Dans leur nouvelle mouture, les Swans ne se sont pas assagis, ils ont simplement élargi leur palette de sons, de dynamiques et de textures (il faut voir live le percussioniste Thor Harris se déchaîner, torse poil, sur ses cymbales, ses gongs et son dulcimer). “Je veux me noyer à l’intérieur d’un océan de sons”, répète Gira à l’envi, comme s’il aspirait à ce qu’Essence et Substance ne fassent plus qu’un dans une transascendance, proche du monisme taoïste. Mais ne comptez pas sur lui pour tenir de grands discours sentencieux, ses mots sont simples et limpides : we’re a rock band, we try to rock.
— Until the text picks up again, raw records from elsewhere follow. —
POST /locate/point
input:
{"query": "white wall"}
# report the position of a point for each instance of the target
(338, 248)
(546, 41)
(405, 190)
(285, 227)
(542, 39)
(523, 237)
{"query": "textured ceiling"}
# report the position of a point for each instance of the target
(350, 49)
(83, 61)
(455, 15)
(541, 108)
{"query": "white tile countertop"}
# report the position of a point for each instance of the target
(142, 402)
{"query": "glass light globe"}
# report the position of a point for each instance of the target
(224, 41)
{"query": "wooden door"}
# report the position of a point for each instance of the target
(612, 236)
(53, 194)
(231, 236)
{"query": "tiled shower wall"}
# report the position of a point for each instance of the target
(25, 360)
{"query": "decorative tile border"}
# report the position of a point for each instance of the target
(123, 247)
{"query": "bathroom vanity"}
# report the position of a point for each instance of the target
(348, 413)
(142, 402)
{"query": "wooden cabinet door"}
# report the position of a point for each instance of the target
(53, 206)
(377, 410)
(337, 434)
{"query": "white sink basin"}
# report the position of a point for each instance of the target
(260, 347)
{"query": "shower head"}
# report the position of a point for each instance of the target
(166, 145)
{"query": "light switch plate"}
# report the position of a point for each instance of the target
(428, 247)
Pas le genre à faire de l’esbroufe.

Grandiose sans être grandiloquent, alternant tension, climax et relâchement, flambées de violence (She Loves Us, Oxygen) et incantations au long cours qui déferlent par vagues successives (Some Things We Do, Kirsten Supine – nommé d’après le personnage de Kirsten Dunst dans Melancholia – ou le bouquet final To Be Kind), le groupe évite pourtant l’écueil du pompiérisme et l’on défie quiconque de ne pas stopper net toute autre activité à l’écoute de ce cinéma sonore qui fout les poils. Puisant dans la ferveur d’une Americana teintée de liturgie (Earth et Penderecki en courant alterné) et porté tout du long par des dynamiques musculeuses (Can meets Glenn Branca), Swans délivre un chant d’amour dont la brutalité tend inlassablement vers l’extase. Pour faire ainsi don de soi, Gira aurait-il retrouvé foi en l’humanité?